What is this telling us? First, note that the estimated coefficient for weight is negative, but this make sense - higher weight means lower finishing rank. (I flipped the y-axis in the plot above to make it more visually intuitive.) There is a definite association, but the \(R^2\) is fairly low at 12% and the residual standard error is fairly high at 11 places. This makes sense when looking back at the amount of scatter in the plot.

The coefficient of \(-0.29\) for weight means that according to the model, the average finish of men weighing 210 lbs is \(0.29(210 - 180) = 8.7\) places *lower* than men weighing 180 lbs (lower is better).

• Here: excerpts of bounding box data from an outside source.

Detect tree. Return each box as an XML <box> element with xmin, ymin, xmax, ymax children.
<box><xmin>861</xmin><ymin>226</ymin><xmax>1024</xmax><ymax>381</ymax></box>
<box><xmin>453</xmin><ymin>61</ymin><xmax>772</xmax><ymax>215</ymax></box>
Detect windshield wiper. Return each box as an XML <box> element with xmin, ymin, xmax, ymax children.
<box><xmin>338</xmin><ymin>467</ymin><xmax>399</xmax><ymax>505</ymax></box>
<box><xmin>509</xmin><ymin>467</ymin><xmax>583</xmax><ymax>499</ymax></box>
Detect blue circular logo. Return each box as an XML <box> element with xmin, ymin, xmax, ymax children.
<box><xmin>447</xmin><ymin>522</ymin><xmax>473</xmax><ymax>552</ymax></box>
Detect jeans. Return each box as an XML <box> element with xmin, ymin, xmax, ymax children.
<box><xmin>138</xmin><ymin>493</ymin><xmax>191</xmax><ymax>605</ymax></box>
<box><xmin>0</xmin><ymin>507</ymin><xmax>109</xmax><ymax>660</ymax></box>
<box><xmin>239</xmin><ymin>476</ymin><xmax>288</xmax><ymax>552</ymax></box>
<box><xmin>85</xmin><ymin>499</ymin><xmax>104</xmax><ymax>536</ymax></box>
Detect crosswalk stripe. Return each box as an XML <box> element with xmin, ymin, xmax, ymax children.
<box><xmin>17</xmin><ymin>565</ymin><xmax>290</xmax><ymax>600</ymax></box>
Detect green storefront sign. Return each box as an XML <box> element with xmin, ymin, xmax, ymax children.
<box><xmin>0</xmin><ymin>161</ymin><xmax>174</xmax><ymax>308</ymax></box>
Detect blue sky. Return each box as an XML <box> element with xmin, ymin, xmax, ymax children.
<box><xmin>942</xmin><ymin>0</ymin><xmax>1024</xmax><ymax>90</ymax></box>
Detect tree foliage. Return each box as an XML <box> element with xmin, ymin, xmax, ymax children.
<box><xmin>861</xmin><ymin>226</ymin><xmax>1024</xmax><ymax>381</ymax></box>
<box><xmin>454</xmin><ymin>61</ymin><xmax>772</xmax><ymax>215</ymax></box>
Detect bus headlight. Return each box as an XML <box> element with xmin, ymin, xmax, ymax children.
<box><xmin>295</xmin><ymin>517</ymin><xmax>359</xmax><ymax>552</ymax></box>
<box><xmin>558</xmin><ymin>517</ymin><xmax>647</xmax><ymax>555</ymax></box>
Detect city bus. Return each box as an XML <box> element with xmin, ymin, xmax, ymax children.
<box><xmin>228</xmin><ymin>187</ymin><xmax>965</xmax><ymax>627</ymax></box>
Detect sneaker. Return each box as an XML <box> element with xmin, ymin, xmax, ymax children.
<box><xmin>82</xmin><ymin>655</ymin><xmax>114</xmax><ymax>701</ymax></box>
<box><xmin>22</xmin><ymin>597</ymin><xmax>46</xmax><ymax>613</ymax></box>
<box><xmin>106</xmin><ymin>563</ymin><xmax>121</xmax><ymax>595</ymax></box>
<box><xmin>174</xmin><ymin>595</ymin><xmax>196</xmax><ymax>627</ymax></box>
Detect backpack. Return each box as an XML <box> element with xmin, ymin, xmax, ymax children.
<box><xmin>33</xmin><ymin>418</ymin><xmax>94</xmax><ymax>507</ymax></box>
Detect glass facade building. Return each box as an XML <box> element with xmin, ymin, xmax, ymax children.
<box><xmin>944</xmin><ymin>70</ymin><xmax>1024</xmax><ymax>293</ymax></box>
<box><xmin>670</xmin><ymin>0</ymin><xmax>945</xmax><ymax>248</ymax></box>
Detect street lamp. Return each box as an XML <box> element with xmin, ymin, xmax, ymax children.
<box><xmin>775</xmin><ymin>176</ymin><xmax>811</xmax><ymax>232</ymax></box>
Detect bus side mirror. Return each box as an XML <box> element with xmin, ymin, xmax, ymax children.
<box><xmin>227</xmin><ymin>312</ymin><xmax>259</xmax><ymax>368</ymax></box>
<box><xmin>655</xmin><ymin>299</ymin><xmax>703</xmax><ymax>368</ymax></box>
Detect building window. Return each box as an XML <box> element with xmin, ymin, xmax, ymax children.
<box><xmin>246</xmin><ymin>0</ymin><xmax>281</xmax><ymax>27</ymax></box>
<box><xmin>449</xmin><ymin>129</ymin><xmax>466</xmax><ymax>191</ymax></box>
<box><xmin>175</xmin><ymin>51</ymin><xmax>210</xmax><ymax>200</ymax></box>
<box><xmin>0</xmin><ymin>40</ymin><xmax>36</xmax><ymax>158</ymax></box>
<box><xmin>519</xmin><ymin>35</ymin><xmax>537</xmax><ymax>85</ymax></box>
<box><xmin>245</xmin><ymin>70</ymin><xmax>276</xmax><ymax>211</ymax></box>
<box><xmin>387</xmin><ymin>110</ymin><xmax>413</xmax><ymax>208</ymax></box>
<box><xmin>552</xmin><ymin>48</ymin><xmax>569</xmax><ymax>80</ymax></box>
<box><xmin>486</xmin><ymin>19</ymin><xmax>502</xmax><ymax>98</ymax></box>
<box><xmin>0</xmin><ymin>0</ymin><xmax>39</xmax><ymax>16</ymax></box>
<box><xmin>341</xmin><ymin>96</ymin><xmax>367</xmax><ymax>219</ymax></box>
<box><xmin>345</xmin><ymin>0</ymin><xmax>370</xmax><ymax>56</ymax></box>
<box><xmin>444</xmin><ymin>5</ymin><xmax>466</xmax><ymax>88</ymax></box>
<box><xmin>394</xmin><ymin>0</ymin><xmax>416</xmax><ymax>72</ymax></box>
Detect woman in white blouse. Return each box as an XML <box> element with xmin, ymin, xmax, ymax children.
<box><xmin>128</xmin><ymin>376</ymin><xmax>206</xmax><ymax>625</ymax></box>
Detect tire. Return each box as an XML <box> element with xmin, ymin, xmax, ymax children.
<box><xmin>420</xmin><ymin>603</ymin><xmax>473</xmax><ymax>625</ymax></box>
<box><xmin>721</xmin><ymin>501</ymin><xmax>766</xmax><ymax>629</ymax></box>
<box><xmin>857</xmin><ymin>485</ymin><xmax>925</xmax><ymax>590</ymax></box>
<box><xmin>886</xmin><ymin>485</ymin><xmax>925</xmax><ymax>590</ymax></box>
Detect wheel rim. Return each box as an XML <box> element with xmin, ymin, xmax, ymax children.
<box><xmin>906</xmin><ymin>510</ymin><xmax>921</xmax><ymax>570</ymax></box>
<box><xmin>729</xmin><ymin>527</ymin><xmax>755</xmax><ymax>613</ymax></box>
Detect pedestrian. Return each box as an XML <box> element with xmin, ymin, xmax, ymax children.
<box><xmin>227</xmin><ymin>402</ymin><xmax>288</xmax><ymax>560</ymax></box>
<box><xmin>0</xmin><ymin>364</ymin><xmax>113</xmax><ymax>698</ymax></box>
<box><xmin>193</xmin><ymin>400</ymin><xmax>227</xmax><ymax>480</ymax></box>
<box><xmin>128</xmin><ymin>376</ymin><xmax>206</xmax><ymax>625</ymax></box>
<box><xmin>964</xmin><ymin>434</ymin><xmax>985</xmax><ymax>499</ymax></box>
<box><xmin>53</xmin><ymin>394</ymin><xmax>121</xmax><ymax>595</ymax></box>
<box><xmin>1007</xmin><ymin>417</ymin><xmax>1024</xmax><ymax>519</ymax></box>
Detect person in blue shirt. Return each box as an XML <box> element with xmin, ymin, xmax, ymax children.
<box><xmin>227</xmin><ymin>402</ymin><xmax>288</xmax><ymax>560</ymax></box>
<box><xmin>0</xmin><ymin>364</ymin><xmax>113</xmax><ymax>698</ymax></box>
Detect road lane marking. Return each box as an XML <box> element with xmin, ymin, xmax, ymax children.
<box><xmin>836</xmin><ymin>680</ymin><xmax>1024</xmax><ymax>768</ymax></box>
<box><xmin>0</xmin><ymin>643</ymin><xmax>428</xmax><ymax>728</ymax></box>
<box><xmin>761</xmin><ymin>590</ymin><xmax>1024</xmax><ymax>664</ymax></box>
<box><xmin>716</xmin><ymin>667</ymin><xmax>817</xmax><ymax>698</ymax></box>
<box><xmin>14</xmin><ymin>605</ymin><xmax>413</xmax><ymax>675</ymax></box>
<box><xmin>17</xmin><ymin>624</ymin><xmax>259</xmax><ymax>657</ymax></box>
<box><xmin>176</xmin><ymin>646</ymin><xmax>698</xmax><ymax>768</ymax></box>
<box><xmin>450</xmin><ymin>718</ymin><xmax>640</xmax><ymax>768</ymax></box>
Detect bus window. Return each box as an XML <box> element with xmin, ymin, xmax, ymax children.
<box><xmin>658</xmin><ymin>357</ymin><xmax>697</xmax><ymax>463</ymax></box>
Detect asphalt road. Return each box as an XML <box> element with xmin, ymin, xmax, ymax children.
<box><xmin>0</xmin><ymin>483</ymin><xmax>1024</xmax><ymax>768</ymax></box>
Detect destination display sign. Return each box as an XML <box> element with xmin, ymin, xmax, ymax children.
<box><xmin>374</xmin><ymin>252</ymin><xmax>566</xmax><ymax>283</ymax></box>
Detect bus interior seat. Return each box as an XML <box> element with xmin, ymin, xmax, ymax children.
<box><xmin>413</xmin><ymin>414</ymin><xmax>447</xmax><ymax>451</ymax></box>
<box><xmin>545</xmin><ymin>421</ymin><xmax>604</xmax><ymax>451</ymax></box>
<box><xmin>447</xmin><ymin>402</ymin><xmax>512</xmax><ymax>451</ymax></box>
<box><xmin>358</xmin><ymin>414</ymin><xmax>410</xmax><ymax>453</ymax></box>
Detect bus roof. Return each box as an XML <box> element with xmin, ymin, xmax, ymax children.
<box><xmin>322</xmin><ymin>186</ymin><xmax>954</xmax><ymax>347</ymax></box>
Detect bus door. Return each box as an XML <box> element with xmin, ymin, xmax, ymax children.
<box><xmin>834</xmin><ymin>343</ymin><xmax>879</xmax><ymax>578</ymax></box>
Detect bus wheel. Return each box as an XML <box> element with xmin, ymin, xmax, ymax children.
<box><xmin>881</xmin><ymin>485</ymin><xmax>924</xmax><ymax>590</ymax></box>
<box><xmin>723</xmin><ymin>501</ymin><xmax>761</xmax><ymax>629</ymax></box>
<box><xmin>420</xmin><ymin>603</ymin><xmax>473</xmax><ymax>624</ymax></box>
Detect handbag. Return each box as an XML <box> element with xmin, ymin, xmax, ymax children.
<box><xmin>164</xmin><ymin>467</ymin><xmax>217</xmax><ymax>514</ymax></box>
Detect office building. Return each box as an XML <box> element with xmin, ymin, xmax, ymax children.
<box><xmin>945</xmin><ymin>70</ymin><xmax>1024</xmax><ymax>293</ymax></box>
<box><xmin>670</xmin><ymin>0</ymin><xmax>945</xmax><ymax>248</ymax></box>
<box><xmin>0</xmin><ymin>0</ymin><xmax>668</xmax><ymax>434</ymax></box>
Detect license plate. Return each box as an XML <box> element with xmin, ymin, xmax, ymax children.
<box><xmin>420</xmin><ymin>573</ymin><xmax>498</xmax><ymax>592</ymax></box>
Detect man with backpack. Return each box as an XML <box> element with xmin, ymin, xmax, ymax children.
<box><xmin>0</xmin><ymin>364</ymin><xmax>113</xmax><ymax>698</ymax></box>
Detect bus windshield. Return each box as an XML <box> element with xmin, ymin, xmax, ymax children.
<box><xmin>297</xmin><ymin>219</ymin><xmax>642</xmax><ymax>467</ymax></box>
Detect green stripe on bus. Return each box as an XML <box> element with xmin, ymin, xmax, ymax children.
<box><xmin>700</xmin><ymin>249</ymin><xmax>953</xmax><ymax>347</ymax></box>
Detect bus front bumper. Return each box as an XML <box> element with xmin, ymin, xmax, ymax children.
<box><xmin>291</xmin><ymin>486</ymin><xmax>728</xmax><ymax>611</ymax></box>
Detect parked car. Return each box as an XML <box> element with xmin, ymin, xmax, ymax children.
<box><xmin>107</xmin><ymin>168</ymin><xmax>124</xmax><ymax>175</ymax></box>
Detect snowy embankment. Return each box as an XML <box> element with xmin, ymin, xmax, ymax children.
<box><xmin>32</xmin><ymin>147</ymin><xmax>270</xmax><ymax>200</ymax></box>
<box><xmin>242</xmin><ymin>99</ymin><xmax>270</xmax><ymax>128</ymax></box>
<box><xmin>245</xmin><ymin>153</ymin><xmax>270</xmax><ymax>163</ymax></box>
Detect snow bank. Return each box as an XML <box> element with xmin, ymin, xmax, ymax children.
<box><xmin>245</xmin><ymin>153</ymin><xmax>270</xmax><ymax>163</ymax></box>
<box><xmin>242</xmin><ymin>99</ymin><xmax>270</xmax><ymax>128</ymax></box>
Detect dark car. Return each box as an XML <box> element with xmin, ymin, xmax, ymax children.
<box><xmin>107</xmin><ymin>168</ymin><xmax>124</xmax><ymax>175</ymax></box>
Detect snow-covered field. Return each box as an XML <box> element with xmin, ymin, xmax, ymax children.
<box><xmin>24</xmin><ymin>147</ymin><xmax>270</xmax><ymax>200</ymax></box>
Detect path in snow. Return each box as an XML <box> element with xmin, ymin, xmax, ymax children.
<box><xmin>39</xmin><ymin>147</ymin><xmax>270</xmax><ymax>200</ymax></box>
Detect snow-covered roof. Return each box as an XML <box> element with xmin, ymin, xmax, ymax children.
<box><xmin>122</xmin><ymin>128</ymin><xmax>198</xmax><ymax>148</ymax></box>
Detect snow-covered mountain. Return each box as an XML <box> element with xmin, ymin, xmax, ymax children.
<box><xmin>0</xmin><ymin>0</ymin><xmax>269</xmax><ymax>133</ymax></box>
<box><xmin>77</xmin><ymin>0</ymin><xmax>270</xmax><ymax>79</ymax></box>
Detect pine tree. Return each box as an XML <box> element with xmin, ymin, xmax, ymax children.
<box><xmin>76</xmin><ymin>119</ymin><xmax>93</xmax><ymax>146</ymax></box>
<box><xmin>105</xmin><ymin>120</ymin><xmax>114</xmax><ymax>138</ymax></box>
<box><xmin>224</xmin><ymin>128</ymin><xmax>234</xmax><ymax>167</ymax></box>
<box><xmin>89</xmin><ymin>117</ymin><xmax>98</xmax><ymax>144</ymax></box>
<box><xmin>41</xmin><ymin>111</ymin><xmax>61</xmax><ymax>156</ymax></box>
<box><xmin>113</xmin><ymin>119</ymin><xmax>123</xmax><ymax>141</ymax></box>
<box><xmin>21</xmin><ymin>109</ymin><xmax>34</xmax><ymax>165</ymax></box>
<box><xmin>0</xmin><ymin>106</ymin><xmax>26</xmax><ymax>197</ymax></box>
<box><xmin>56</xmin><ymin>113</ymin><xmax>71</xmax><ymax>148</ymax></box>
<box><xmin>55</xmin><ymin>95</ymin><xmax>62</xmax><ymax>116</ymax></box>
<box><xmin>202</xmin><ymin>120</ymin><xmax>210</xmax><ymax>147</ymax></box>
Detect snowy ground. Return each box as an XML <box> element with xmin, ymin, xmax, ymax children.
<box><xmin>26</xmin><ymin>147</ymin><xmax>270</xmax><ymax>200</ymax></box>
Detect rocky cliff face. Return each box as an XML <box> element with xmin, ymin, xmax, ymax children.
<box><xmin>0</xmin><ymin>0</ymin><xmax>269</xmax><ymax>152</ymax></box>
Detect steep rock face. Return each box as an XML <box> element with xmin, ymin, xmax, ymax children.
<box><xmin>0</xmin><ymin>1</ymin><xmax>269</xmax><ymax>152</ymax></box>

Now, there is a problem with using ordinary linear regression here. The outcome variable (event finish or rank) is constrained to be in the interval \([1, 40]\). If we apply the model to weights higher or lower than the weights in the data, we will quickly get meaningless results (finishes \(> 40\) or $ < 1$). This is a good reminder that the linear model is only a model and not a very good one. I would expect that weights higher than around 250-260 lbs. would start to correspond to worse finishes: in other words, there should be an optimal bodyweight for this workout, and weights beyond that would not correspond to better finishes. I also expect the relation to fall off faster than a linear function for weights below 160 lbs.

Let’s look at the predictions along with prediction intervals at 95% from the model. This lets us see the large variance in the model.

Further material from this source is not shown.